Chi siamo

In ogni istante della nostra vita siamo ciò che saremo, non meno di ciò che siamo state. Oscar Wilde

Telefono Donna Como è un’associazione di volontariato di conne che opera sul territorio della provincia di Como dal 1991 come luogo di ascolto, incontro e protezione per tutte le donne italiane e straniere che subiscono violenze e maltrattamenti in famiglia e non solo.

La nostra Associazione  è iscirtta nei seguenti Registri/Albi:  Registro del Volontariato dal 28.10.1996, foglio 506, sez. C/2003;   Albo regionale dei Centri antiviolenza, Case Rifugio e Case di Accoglienza sez. A, n. 12; è iscritta,  Albo regionale Pari Opportunità n. 94.. E' socia  fondatrice della Rete Nazionale dei Centri Antiviolenza D.I.RE.e. aderisce alla relativa Rete regionale. 
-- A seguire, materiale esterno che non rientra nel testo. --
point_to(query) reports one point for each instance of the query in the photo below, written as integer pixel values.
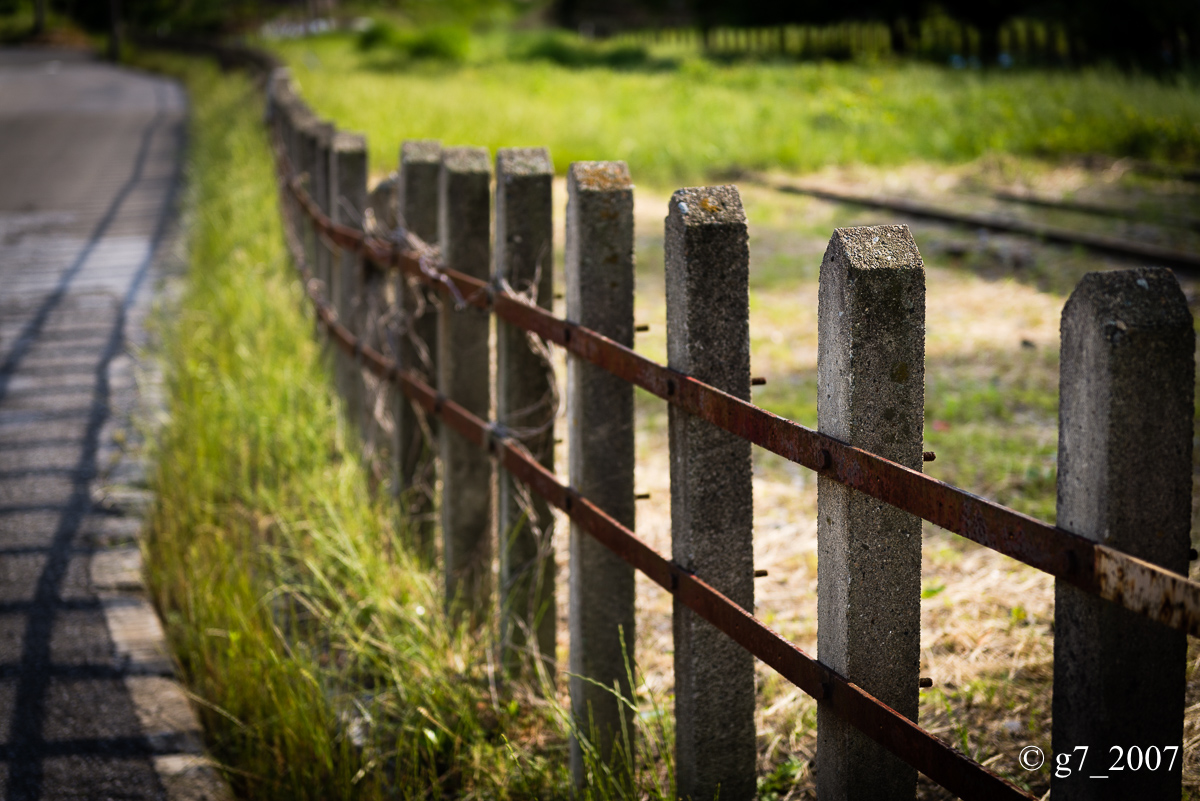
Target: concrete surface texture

Da sempre le nostre volontarie e le professioniste che collaborano con il nostro Centro Antiviolenza sono impegnate nella battaglia quotidiana della violenza di genere, che si esprime nelle sue diverse sfaccettature: fisica, psicologica, sessuale, economica e stalking.
In questi trent'anni di attività la nostra organizzazione, al passo con il cambiamento culturale e il graduale aumento della sensibilità sociale sul fenomeno della violenza contro le donne, ha favorito intese e collaborazioni con vari enti e istituzioni del territorio per rispondere in modo efficace e tempestivo alle richieste di aiuto. Abbiamo realizzato progetti impegnativi, come l’apertura della Casa Rifugio e la creazione di Gruppi di auto-mutuo aiuto, con prospettive nuove, ma senza mai perdere di vista la nostra identità e i valori fondamentali su cui si fonda la nostra Associazione: contrastare la violenza di genere, dare fiducia alle donne, aiutandole a uscire dal silenzio ed infine, non meno importante, promuovere azioni finalizzate alla prevenzione e al rispetto della dignità della donna.
In concreto Telefono Donna Como  opera attraverso queste tre direttrici:

Creare un luogo di donne per le donne: un luogo di donne per le donne che non vogliono più farsi maltrattare, dove la  donna in difficoltà abbia uno spazio di ripensamento e abbia l’occasione per riconoscere i propri riferimenti valoriali, per rielaborare i propri vissuti e per sottrarsi alla violenza.
Fare rete e collaborare con gli enti del territorio. 
Con la stipula del Protocollo d'intesa provinciale interistituzionale, che ci ha viste protagoniste, abbiamo rafforzato la collaborazione con gli enti e le istituzioni del nostro territorio (Forze dell’ordine, Aziende sanitarie, Uffici Giudiziari, servizi sociali e altre istituzioni ed associazioni…), indispensabile per la riuscita dei percorsi delle donne e importante per la ricchezza dello scambio e del confronto di saperi, anche nella diversità di ruoli. 
Promuovere sensibilizzazione e cambiamento culturale.
Il cambiamento più importante non può che essere di natura culturale e di sensibilizzazione. Per questo motivo sosteniamo le azioni di prevenzione, come può essere il coinvolgimento di studenti in incontri formativi nelle scuole.

Questi tre aspetti sono legati ad un concetto cardine del nostro agire, quello del cambiamento, prima di tutto come idea e poi come ricerca e costruzione di fatti. A partire dal ruolo centrale della donna che rivolgendosi a noi realizza un suo punto di vista sul proprio problema, attraverso il riconoscimento del disagio e della possibilità di dare inizio ad un processo di cambiamento; il modo di pensare a se stessa e il proprio futuro, fino a percepirsi come soggetto titolare di diritti, con una propria autonomia. È un percorso di autoconsapevolezza non facile, spesso lungo, ma irrinunciabile!